Tomado de Clarín, Argentina
Los “indignados” han sido tildados de visionarios y poco prácticos. En los hechos, son las clases políticas de Occidente las que se aferran a un pensamiento utópico, mientras que los manifestantes nos están recordando la realidad de las experiencias humanas. Basado en teorías económicas que excluyeron a los seres humanos, el libre mercado mundial supuestamente se iba a autorregular . Hoy está en marcha un proceso de desintegración, en el que las estructuras establecidas tras la Guerra Fría se desmoronan.

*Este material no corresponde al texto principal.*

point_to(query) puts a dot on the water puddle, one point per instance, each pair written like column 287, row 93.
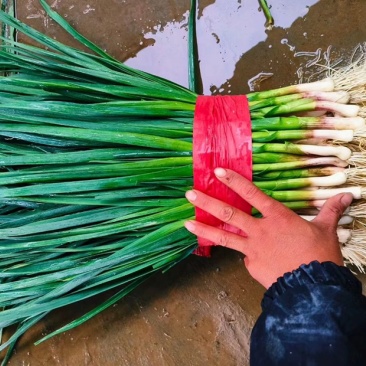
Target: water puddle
column 226, row 30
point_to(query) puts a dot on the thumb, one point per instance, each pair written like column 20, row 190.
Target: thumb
column 333, row 210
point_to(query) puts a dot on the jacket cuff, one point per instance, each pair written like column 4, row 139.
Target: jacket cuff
column 326, row 273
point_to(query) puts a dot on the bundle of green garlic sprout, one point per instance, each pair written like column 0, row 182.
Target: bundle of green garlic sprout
column 96, row 157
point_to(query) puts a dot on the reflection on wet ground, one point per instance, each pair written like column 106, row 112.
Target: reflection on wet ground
column 201, row 312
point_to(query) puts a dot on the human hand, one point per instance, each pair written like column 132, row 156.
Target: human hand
column 280, row 241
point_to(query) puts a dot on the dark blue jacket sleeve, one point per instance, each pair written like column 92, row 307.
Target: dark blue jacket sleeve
column 315, row 315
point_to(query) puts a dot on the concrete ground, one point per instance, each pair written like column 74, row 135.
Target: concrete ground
column 203, row 310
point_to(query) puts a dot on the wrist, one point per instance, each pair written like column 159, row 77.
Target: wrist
column 325, row 273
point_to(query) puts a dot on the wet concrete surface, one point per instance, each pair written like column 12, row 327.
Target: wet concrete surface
column 203, row 310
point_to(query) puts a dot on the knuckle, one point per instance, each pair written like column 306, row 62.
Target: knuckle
column 249, row 191
column 224, row 240
column 336, row 210
column 226, row 213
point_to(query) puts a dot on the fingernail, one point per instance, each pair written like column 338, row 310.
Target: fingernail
column 220, row 172
column 347, row 199
column 191, row 195
column 190, row 226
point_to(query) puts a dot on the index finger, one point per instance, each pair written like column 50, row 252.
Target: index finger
column 248, row 191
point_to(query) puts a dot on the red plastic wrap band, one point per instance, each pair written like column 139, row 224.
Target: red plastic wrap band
column 222, row 137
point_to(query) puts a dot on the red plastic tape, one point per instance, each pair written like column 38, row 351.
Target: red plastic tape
column 222, row 137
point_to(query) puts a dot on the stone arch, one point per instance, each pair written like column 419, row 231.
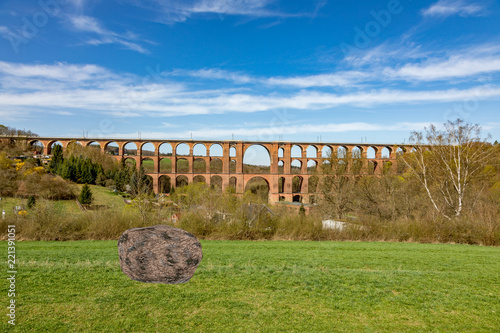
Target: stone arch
column 281, row 166
column 164, row 184
column 296, row 151
column 312, row 184
column 165, row 149
column 182, row 165
column 36, row 147
column 166, row 165
column 371, row 152
column 216, row 182
column 199, row 179
column 181, row 181
column 182, row 149
column 386, row 152
column 296, row 166
column 312, row 152
column 258, row 186
column 129, row 149
column 216, row 165
column 297, row 182
column 342, row 152
column 199, row 166
column 148, row 165
column 94, row 144
column 233, row 181
column 257, row 160
column 199, row 149
column 312, row 166
column 326, row 152
column 216, row 150
column 357, row 152
column 52, row 144
column 232, row 166
column 130, row 162
column 112, row 148
column 232, row 152
column 147, row 149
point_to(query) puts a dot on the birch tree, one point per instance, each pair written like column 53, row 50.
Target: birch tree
column 447, row 163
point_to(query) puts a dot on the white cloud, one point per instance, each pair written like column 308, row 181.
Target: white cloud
column 445, row 8
column 91, row 25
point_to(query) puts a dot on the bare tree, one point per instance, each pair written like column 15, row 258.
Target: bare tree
column 447, row 162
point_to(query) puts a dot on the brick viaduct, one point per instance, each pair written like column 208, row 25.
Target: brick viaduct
column 174, row 161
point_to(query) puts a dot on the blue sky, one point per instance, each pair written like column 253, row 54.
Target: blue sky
column 335, row 71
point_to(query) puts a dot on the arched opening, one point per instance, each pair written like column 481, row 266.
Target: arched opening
column 297, row 184
column 130, row 149
column 256, row 160
column 296, row 151
column 216, row 182
column 281, row 166
column 371, row 152
column 72, row 145
column 312, row 152
column 386, row 167
column 232, row 166
column 36, row 147
column 165, row 184
column 130, row 162
column 296, row 166
column 199, row 150
column 112, row 148
column 52, row 145
column 312, row 166
column 216, row 165
column 148, row 149
column 181, row 181
column 258, row 186
column 182, row 165
column 199, row 166
column 386, row 152
column 199, row 179
column 148, row 165
column 232, row 183
column 342, row 152
column 281, row 185
column 216, row 150
column 94, row 144
column 165, row 149
column 357, row 153
column 326, row 152
column 313, row 184
column 165, row 165
column 182, row 149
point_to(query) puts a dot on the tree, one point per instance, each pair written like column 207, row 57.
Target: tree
column 57, row 159
column 447, row 162
column 86, row 197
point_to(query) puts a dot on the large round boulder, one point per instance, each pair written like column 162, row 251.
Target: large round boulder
column 159, row 254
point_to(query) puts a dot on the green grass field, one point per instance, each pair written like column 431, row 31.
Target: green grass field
column 243, row 286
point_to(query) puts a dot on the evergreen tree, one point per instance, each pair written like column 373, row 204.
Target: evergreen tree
column 86, row 197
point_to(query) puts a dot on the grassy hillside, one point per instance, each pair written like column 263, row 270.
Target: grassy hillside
column 244, row 286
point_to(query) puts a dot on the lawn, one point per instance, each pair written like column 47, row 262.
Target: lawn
column 244, row 286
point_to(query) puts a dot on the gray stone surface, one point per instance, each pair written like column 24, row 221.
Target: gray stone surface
column 159, row 254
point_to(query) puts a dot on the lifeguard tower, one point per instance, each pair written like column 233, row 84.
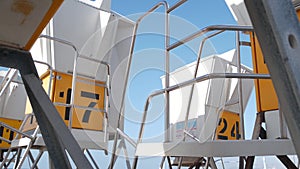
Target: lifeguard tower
column 80, row 56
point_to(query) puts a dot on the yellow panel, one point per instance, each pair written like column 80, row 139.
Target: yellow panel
column 266, row 98
column 7, row 133
column 88, row 94
column 30, row 124
column 228, row 127
column 52, row 10
column 46, row 79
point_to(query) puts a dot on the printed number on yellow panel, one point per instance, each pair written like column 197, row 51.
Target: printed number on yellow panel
column 228, row 127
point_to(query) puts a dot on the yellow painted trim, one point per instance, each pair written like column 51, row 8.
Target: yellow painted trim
column 52, row 10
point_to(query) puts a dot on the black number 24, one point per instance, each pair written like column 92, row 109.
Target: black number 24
column 234, row 132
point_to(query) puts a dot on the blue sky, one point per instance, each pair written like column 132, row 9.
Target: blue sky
column 145, row 79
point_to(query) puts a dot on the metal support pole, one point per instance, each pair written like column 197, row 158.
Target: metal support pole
column 278, row 32
column 240, row 87
column 56, row 135
column 167, row 78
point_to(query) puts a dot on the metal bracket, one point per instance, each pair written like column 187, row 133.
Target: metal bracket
column 56, row 135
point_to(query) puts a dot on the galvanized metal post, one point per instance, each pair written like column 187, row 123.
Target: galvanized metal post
column 56, row 135
column 277, row 28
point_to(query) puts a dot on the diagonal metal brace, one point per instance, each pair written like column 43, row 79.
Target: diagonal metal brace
column 278, row 32
column 56, row 135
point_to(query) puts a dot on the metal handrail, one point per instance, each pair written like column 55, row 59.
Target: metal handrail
column 220, row 29
column 128, row 67
column 208, row 29
column 190, row 82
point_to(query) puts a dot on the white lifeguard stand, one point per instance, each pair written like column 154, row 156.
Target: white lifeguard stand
column 85, row 49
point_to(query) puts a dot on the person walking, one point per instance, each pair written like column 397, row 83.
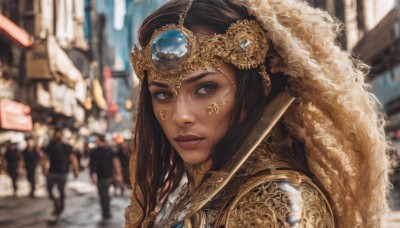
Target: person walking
column 12, row 159
column 104, row 166
column 60, row 156
column 31, row 160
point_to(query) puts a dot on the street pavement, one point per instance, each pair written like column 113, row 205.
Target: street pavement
column 82, row 208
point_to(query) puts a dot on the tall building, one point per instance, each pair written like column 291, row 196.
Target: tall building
column 372, row 32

Cualquiera que tuviese una noción de historia podía ver que este capitalismo desmesurado de los últimos 20 años estaba destinado a autodestruirse. La idea de que las distintas sociedades podían ser aglutinadas en un libre mercado de alcance mundial fue siempre una fantasía peligrosa . La apertura de las economías en el mundo expuso de un modo más directo a la gente, por primera vez en generaciones, a los vaivenes de las fuerzas del mercado. Como eso hizo caer los modelos de vida existentes y les quitó a muchísimas personas la seguridad lograda, el capitalismo global estaba destinado a desatar una poderosa reacción en su contra.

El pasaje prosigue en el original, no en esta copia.